Endomorphism/Finite/Eigenvalue not 0/Complete basis/Exercise

Let ${\displaystyle {}K}$ be a field, and let ${\displaystyle {}V}$ denote an ${\displaystyle {}n}$-dimensional vector space. Let

${\displaystyle \varphi \colon V\longrightarrow V}$

be a linear mapping. Let ${\displaystyle {}\lambda \neq 0}$ be an eigenvalue of ${\displaystyle {}\varphi }$, and ${\displaystyle {}v}$ a corresponding eigenvector.
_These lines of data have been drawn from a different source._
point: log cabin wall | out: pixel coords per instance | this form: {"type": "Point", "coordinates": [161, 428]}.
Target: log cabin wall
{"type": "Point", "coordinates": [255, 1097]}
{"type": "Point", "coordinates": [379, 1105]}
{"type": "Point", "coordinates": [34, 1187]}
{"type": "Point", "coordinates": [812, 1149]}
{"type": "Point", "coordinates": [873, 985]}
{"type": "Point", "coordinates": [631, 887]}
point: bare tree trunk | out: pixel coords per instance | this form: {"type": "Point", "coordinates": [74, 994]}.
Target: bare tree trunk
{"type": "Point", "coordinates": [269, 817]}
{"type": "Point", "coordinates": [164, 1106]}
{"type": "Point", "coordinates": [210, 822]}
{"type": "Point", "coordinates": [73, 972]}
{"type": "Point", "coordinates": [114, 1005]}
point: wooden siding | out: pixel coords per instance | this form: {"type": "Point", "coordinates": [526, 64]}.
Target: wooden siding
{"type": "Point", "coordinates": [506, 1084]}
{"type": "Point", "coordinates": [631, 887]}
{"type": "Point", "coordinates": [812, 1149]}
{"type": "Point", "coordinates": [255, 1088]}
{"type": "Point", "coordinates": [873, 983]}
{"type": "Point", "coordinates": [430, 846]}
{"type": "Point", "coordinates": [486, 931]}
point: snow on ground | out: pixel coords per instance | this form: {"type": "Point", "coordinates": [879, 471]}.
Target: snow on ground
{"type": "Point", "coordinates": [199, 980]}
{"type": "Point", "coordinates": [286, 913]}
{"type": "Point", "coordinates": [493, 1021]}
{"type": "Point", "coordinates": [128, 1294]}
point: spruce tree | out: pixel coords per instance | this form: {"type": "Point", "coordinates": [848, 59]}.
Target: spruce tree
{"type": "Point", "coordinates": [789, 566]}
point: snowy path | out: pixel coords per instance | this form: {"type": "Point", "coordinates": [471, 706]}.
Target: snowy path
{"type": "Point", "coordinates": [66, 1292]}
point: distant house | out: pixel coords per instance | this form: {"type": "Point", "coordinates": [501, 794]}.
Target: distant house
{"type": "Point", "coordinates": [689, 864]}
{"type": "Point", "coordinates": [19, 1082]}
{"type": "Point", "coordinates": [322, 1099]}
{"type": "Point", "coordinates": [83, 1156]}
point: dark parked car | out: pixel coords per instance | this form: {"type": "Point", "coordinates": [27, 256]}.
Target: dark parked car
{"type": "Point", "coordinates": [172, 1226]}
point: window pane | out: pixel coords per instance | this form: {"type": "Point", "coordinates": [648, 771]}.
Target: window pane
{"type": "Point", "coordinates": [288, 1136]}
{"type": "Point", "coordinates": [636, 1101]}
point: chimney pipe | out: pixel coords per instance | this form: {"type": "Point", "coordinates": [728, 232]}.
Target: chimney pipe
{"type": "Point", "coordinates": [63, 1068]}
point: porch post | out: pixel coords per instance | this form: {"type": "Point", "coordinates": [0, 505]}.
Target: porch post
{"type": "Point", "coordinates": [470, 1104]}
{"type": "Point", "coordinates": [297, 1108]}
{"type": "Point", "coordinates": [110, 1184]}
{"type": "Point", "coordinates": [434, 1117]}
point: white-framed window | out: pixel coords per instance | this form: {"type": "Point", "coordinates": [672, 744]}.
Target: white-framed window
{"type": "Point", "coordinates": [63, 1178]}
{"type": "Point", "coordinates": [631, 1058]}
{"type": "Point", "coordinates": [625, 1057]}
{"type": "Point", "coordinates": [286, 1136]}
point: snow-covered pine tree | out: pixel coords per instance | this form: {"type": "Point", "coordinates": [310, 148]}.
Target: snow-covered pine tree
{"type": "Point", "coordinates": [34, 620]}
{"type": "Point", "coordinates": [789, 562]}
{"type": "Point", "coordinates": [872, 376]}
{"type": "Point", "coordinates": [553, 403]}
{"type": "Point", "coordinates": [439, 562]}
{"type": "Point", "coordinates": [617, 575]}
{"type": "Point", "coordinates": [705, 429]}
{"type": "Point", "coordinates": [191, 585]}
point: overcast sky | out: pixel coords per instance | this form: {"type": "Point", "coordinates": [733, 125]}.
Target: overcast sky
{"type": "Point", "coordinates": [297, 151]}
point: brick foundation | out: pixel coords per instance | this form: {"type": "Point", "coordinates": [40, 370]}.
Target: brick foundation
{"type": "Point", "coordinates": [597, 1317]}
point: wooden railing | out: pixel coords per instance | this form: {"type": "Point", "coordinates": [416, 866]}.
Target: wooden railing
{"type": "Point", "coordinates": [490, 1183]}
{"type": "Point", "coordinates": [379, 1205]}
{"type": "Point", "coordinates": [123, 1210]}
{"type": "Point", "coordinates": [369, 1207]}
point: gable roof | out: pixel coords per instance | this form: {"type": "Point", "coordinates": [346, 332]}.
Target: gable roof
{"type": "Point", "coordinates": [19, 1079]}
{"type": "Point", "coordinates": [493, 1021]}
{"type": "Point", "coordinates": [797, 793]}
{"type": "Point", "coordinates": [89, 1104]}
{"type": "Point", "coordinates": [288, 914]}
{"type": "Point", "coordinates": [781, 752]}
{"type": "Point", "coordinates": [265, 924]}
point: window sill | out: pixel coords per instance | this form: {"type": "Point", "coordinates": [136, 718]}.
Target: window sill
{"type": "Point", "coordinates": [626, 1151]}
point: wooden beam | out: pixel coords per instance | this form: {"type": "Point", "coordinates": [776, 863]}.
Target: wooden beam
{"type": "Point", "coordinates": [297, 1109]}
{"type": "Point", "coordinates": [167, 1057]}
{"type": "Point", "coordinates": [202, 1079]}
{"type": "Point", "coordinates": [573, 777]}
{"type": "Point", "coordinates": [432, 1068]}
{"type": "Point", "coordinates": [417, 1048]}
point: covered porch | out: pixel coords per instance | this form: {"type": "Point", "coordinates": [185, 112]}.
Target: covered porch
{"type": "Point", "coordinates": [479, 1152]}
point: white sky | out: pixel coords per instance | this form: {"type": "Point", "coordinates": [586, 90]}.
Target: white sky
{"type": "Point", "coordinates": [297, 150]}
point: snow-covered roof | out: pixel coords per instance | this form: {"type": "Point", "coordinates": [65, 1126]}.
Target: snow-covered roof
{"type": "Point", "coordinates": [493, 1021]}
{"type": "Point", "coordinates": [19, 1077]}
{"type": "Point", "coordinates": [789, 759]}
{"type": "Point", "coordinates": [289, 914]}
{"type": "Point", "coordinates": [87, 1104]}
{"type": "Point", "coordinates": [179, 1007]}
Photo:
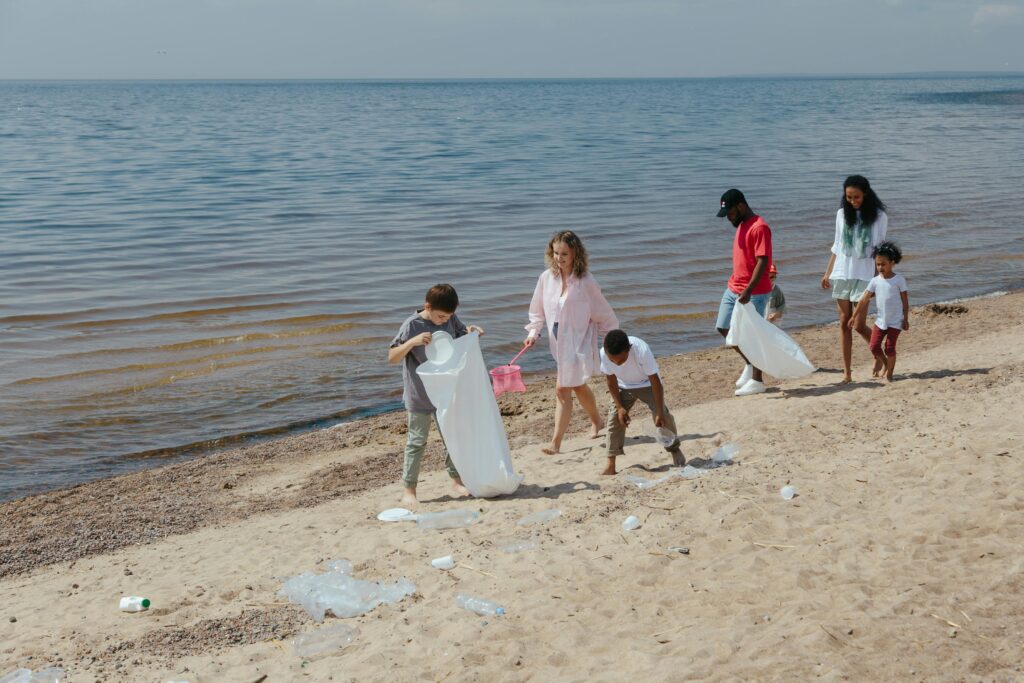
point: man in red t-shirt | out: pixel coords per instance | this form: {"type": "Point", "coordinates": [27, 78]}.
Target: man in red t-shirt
{"type": "Point", "coordinates": [750, 281]}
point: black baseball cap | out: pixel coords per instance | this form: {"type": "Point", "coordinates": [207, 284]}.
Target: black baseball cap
{"type": "Point", "coordinates": [730, 199]}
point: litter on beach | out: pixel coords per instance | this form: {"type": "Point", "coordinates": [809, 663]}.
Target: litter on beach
{"type": "Point", "coordinates": [396, 515]}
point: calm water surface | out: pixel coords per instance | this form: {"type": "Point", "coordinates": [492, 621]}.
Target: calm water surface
{"type": "Point", "coordinates": [186, 265]}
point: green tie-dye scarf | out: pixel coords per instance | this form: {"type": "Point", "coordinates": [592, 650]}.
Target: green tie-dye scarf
{"type": "Point", "coordinates": [856, 239]}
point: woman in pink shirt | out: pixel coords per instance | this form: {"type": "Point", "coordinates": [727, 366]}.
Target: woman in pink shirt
{"type": "Point", "coordinates": [568, 299]}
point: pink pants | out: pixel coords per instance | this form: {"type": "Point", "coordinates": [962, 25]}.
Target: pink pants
{"type": "Point", "coordinates": [889, 335]}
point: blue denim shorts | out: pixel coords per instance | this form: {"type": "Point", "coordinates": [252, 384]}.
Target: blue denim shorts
{"type": "Point", "coordinates": [760, 302]}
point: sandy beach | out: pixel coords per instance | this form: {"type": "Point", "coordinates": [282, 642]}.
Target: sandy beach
{"type": "Point", "coordinates": [899, 558]}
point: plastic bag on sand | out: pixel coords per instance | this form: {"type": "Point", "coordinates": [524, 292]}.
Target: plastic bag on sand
{"type": "Point", "coordinates": [325, 641]}
{"type": "Point", "coordinates": [458, 385]}
{"type": "Point", "coordinates": [765, 345]}
{"type": "Point", "coordinates": [339, 592]}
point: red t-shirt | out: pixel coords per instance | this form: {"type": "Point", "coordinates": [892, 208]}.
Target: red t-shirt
{"type": "Point", "coordinates": [753, 240]}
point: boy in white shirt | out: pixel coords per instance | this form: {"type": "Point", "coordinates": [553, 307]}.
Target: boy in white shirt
{"type": "Point", "coordinates": [633, 375]}
{"type": "Point", "coordinates": [889, 291]}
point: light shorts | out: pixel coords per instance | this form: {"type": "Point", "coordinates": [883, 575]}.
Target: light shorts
{"type": "Point", "coordinates": [849, 290]}
{"type": "Point", "coordinates": [729, 298]}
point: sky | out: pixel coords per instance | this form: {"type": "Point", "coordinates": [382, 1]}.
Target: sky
{"type": "Point", "coordinates": [399, 39]}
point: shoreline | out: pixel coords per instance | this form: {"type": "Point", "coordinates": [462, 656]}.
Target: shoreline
{"type": "Point", "coordinates": [137, 509]}
{"type": "Point", "coordinates": [898, 559]}
{"type": "Point", "coordinates": [178, 455]}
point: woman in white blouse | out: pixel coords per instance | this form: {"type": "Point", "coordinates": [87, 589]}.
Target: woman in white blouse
{"type": "Point", "coordinates": [860, 226]}
{"type": "Point", "coordinates": [568, 301]}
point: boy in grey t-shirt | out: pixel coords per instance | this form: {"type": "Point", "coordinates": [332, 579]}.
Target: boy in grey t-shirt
{"type": "Point", "coordinates": [437, 314]}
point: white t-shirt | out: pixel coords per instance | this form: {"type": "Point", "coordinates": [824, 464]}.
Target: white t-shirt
{"type": "Point", "coordinates": [852, 266]}
{"type": "Point", "coordinates": [888, 300]}
{"type": "Point", "coordinates": [639, 365]}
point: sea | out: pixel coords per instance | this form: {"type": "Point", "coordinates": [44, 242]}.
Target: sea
{"type": "Point", "coordinates": [190, 265]}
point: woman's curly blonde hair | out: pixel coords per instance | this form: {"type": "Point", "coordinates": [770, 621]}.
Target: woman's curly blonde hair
{"type": "Point", "coordinates": [572, 241]}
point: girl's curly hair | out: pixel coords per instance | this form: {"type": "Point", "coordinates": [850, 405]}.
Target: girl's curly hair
{"type": "Point", "coordinates": [570, 240]}
{"type": "Point", "coordinates": [890, 251]}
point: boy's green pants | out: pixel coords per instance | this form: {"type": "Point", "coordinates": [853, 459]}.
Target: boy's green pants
{"type": "Point", "coordinates": [419, 428]}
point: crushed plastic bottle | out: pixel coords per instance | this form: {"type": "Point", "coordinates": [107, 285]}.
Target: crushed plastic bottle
{"type": "Point", "coordinates": [479, 605]}
{"type": "Point", "coordinates": [50, 675]}
{"type": "Point", "coordinates": [340, 593]}
{"type": "Point", "coordinates": [133, 604]}
{"type": "Point", "coordinates": [446, 519]}
{"type": "Point", "coordinates": [445, 562]}
{"type": "Point", "coordinates": [325, 640]}
{"type": "Point", "coordinates": [725, 455]}
{"type": "Point", "coordinates": [540, 517]}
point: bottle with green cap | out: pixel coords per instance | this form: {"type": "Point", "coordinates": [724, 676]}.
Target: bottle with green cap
{"type": "Point", "coordinates": [133, 604]}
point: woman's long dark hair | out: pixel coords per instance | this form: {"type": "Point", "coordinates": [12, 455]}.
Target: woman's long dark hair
{"type": "Point", "coordinates": [870, 207]}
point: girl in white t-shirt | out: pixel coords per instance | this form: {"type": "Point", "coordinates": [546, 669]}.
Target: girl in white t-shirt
{"type": "Point", "coordinates": [861, 224]}
{"type": "Point", "coordinates": [889, 290]}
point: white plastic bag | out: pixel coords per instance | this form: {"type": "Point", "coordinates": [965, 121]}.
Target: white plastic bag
{"type": "Point", "coordinates": [458, 385]}
{"type": "Point", "coordinates": [765, 345]}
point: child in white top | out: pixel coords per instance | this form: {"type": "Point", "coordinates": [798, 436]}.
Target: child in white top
{"type": "Point", "coordinates": [889, 290]}
{"type": "Point", "coordinates": [633, 375]}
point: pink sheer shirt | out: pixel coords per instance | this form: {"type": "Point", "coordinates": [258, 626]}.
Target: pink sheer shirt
{"type": "Point", "coordinates": [584, 317]}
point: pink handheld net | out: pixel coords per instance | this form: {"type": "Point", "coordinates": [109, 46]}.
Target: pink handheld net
{"type": "Point", "coordinates": [508, 378]}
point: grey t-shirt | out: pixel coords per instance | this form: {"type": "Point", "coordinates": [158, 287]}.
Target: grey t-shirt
{"type": "Point", "coordinates": [414, 394]}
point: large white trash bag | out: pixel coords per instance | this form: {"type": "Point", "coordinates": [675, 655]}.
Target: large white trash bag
{"type": "Point", "coordinates": [765, 345]}
{"type": "Point", "coordinates": [458, 385]}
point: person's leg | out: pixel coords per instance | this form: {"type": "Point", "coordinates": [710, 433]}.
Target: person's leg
{"type": "Point", "coordinates": [416, 442]}
{"type": "Point", "coordinates": [616, 430]}
{"type": "Point", "coordinates": [589, 403]}
{"type": "Point", "coordinates": [875, 344]}
{"type": "Point", "coordinates": [647, 396]}
{"type": "Point", "coordinates": [563, 413]}
{"type": "Point", "coordinates": [460, 488]}
{"type": "Point", "coordinates": [891, 335]}
{"type": "Point", "coordinates": [845, 309]}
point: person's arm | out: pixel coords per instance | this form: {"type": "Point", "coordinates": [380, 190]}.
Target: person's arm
{"type": "Point", "coordinates": [861, 308]}
{"type": "Point", "coordinates": [616, 399]}
{"type": "Point", "coordinates": [825, 279]}
{"type": "Point", "coordinates": [536, 313]}
{"type": "Point", "coordinates": [759, 270]}
{"type": "Point", "coordinates": [658, 391]}
{"type": "Point", "coordinates": [600, 310]}
{"type": "Point", "coordinates": [397, 353]}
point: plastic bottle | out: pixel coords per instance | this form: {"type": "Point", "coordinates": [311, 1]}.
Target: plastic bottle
{"type": "Point", "coordinates": [133, 604]}
{"type": "Point", "coordinates": [479, 605]}
{"type": "Point", "coordinates": [725, 454]}
{"type": "Point", "coordinates": [446, 519]}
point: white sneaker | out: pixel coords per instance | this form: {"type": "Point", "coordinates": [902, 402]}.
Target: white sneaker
{"type": "Point", "coordinates": [752, 388]}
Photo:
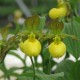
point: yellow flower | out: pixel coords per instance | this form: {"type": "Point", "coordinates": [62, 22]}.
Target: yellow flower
{"type": "Point", "coordinates": [57, 50]}
{"type": "Point", "coordinates": [31, 47]}
{"type": "Point", "coordinates": [57, 12]}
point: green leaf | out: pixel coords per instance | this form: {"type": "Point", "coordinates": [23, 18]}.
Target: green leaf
{"type": "Point", "coordinates": [73, 46]}
{"type": "Point", "coordinates": [40, 75]}
{"type": "Point", "coordinates": [31, 23]}
{"type": "Point", "coordinates": [56, 26]}
{"type": "Point", "coordinates": [71, 70]}
{"type": "Point", "coordinates": [42, 23]}
{"type": "Point", "coordinates": [4, 32]}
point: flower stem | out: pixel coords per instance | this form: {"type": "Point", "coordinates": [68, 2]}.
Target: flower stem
{"type": "Point", "coordinates": [49, 67]}
{"type": "Point", "coordinates": [33, 68]}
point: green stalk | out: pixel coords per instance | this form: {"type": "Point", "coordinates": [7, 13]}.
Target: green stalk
{"type": "Point", "coordinates": [49, 67]}
{"type": "Point", "coordinates": [33, 68]}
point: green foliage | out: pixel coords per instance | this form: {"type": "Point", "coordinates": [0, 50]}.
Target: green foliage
{"type": "Point", "coordinates": [70, 69]}
{"type": "Point", "coordinates": [73, 44]}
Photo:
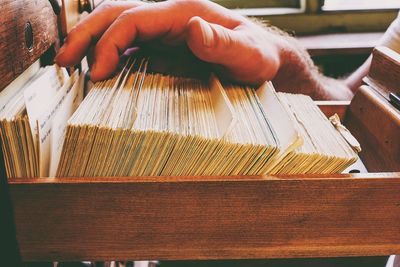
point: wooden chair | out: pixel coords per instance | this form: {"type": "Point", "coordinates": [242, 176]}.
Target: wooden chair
{"type": "Point", "coordinates": [171, 218]}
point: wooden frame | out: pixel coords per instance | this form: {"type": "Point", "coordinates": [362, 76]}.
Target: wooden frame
{"type": "Point", "coordinates": [171, 218]}
{"type": "Point", "coordinates": [205, 217]}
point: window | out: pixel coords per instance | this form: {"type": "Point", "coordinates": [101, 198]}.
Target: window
{"type": "Point", "coordinates": [304, 17]}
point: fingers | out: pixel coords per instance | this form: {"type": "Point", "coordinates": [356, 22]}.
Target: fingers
{"type": "Point", "coordinates": [89, 30]}
{"type": "Point", "coordinates": [138, 24]}
{"type": "Point", "coordinates": [236, 50]}
{"type": "Point", "coordinates": [165, 20]}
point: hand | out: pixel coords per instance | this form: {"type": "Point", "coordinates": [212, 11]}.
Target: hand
{"type": "Point", "coordinates": [240, 49]}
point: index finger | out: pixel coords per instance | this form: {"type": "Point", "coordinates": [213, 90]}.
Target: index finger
{"type": "Point", "coordinates": [89, 30]}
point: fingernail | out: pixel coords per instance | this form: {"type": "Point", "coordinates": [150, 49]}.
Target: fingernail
{"type": "Point", "coordinates": [93, 70]}
{"type": "Point", "coordinates": [208, 34]}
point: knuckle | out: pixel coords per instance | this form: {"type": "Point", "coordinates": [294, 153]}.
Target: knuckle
{"type": "Point", "coordinates": [105, 6]}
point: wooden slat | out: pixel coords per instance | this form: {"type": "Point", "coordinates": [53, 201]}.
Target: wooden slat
{"type": "Point", "coordinates": [376, 125]}
{"type": "Point", "coordinates": [15, 56]}
{"type": "Point", "coordinates": [206, 218]}
{"type": "Point", "coordinates": [340, 43]}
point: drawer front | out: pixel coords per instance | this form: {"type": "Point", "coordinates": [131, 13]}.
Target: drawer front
{"type": "Point", "coordinates": [27, 29]}
{"type": "Point", "coordinates": [206, 217]}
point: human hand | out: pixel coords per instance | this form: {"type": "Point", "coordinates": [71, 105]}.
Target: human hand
{"type": "Point", "coordinates": [240, 49]}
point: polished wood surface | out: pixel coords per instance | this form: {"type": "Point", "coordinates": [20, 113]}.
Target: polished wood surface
{"type": "Point", "coordinates": [16, 55]}
{"type": "Point", "coordinates": [340, 43]}
{"type": "Point", "coordinates": [376, 125]}
{"type": "Point", "coordinates": [206, 217]}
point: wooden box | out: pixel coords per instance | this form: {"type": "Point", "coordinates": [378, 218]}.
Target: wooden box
{"type": "Point", "coordinates": [250, 217]}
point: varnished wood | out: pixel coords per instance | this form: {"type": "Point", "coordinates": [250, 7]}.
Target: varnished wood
{"type": "Point", "coordinates": [15, 56]}
{"type": "Point", "coordinates": [207, 218]}
{"type": "Point", "coordinates": [384, 74]}
{"type": "Point", "coordinates": [376, 125]}
{"type": "Point", "coordinates": [330, 108]}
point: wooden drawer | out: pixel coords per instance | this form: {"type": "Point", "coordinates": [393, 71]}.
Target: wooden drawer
{"type": "Point", "coordinates": [201, 217]}
{"type": "Point", "coordinates": [208, 217]}
{"type": "Point", "coordinates": [27, 30]}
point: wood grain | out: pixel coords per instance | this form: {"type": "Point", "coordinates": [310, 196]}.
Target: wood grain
{"type": "Point", "coordinates": [329, 108]}
{"type": "Point", "coordinates": [15, 56]}
{"type": "Point", "coordinates": [206, 217]}
{"type": "Point", "coordinates": [384, 74]}
{"type": "Point", "coordinates": [376, 125]}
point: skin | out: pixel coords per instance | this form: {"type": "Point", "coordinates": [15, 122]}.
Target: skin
{"type": "Point", "coordinates": [238, 48]}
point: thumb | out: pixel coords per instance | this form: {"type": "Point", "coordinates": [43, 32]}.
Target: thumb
{"type": "Point", "coordinates": [241, 56]}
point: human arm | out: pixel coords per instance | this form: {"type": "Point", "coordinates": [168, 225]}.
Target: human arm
{"type": "Point", "coordinates": [390, 39]}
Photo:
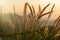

Show that, for a given basis ${\displaystyle {}v,u_{2},\ldots ,u_{n}}$ of ${\displaystyle {}V}$, there exists a basis ${\displaystyle {}v,w_{2},\ldots ,w_{n}}$ such that ${\displaystyle {}\langle v,u_{j}\rangle =\langle v,w_{j}\rangle }$ and such that

${\displaystyle {}\varphi (w_{j})\in \langle u_{i},\,i=2,\ldots ,n\rangle \,}$

for all ${\displaystyle {}j=2,\ldots ,n}$ holds.

Show also that this is not possible for ${\displaystyle {}\lambda =0}$.